電話では、明るく振る舞ってはいたが、本人の話しだと、舞台発表の終わり、ひと段落したので、お店のショーにでも出ようかと思い参加したのだが、女の子達とグループで歌うパートで、女の子のレベルに合わせないとイケないので実力が出せず、また黒服の店員に色々とイヤミを言われたりして、色々な不満が堪(たま)り、お店を辞めてしまったとの事、で、もし可能なら異世界舞台のアルバイトに専念したいと相談された。
僕たちにとって令和元年って、もしかしたら激動の人生の幕開けかもしれません。
異世界居酒屋ショーホールは今日も超満員で、本日はまた現世ニッポンから、と言っても異世界の人達には遥か極東の東洋の国から態々(わざわざ)来た歌姫の西田佳代と説明していた。
ま、異世界の住民もダンジョンとか知っているのか分からないけど、異世界も地球みたいに色んな国や人種がいるだろうし、元に日本で言えば異世界ファンタジーのような異種人?と言ったらいいのか、も共存していて人間?人族?と一緒に生活しているから、現世ニッポンよりはダンジョンや魔法はメジャーなのかもしれない。
そのことを、何時(いつ)もの感じでリハーサルをプロデューサーみたいにシャーロンと見ていた客席丸テーブル席で、幾つか異世界の情報収集雑談をしていた。
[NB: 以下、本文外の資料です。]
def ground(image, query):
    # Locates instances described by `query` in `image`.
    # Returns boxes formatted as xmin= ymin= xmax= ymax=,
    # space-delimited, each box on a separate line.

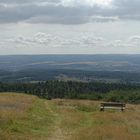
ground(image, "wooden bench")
xmin=100 ymin=102 xmax=126 ymax=111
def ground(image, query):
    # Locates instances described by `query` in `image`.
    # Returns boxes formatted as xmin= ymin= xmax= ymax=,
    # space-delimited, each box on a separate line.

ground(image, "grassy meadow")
xmin=0 ymin=93 xmax=140 ymax=140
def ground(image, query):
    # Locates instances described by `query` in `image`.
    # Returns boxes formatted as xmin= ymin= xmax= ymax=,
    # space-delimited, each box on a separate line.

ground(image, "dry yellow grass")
xmin=0 ymin=93 xmax=140 ymax=140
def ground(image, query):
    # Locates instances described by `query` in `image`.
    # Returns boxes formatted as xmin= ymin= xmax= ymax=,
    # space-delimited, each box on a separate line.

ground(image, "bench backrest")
xmin=101 ymin=103 xmax=125 ymax=107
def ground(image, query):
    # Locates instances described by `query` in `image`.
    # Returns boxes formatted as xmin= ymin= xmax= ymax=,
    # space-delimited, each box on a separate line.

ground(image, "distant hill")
xmin=0 ymin=54 xmax=140 ymax=83
xmin=0 ymin=55 xmax=140 ymax=71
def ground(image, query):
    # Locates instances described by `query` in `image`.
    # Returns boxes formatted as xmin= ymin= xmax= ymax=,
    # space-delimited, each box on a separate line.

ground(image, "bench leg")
xmin=100 ymin=107 xmax=104 ymax=111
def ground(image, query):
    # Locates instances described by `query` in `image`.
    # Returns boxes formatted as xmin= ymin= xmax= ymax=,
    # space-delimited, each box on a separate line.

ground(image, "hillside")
xmin=0 ymin=93 xmax=140 ymax=140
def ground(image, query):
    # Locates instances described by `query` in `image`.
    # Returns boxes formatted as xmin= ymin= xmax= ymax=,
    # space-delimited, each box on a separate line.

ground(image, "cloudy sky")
xmin=0 ymin=0 xmax=140 ymax=55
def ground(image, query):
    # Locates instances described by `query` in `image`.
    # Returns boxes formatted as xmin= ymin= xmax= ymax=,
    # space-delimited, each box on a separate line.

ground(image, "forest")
xmin=0 ymin=80 xmax=140 ymax=103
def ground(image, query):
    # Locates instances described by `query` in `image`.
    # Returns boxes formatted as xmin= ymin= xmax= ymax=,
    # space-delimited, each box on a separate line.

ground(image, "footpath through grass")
xmin=0 ymin=93 xmax=140 ymax=140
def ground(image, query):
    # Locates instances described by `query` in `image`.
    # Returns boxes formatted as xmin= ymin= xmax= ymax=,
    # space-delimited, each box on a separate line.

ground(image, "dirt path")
xmin=45 ymin=102 xmax=68 ymax=140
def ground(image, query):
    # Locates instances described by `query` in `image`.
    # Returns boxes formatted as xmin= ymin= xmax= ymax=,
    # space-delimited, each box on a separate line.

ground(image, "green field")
xmin=0 ymin=93 xmax=140 ymax=140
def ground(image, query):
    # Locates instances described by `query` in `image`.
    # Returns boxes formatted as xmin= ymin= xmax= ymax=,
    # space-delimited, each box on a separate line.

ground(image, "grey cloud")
xmin=0 ymin=0 xmax=140 ymax=24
シャーロンの話しでは、結論的に知らない、分からないそうで、なんでも魔法は異世界では使う人が少なく、一応、いるにはいるんだけど、
「魔法が使えるのは、私が知っているだけでカスナ国の海を隔てた向こう側の大陸の国、、海の向こうのザギアナ大国の女王と、ここ、キサナド国の奥にある深い森に覆われた通称【魔法の森】にいるお婆ちゃん魔法使い、そして、私(わたくし)ことシャーロン・グラムデル若干22歳で~す」
そうなんだ、シャーロンの年齢は22歳、確かに若いです。
女盛の22歳、エロさ抜群なお歳です。
「その3人だけが現在、魔法が使えるんだ。
でも、魔法のことやダンジョンのことは、この世界の住民の殆どは知らない、と言うのは何で?」
「それを聞いちゃいますか?ムート先生、
それはですね、またの機会にしましょう。
それより、今回の西田佳代さんは、前の男性的な衣装から、かなり私達に近いドレスのような衣装ですけど、新しい歌を引っ提げて来たんですか?」
「そうなんです。今回は今までのアコースティックギターでのほんわか路線から一変して、ある意味、シャルルと同じ路線に敢えて被る感じの歌を披露し、シャルルに刺激を与えようと、そんな感じです」
「え~、そんな~、私(わたくし)個人的にはワクワク・ドキドキするんですけど、シャルル本人にとっては過酷な試練かもしれないですわ」
「僕はシャルルにとってイイ意味で刺激になり、シャルルにもっともっと歌のことや、僕の世界の歴史的歌姫達のことを勉強して頂いて、シャルル本人の声質や歌唱力で彼女でしか表現出来ない影響力のある歌手を目指してもらいたいのです」
僕はいつもの悪い癖で、一人で熱く語っていたと思う。
だから、結構、周りからはウザイなんて言われることも多々あったが、シャーロンは真剣に僕の話しを聞いていて、
「どうします。
西田佳代さんの、その秘密兵器のような歌はリハします?
それともぶっつけ本番でシャルルとお客さんに披露しますか?」
「う~ん、どうするシャーロン、安定を考えればリハーサルは必要なんだけど、個人的にはインパクト、衝撃度が見たいんだよな~、
この世界の人々の受け捉(とら)え方、感動の度合いなどを、ね」
「でしたら、私は何も言いませんわ、ムート先生のしたいようにしたら良いと思います」
シャーロンは笑顔でそう言ってくれたので、僕はスマホからイヤホンでイメトレしている西田佳代に向かってイヤホンを外すように言った。
「西田さんさ、今回の新しくこの異世界で披露する例の歌は、リハ無しで、ぶっつけ本番で行くから覚悟してね」
西田佳代は、最初こそ「マジですか?」と言って戸惑っていたけど、「面白そう」とか言いながら、またイヤホンを耳に差し込んで、より集中してイメトレをしていた。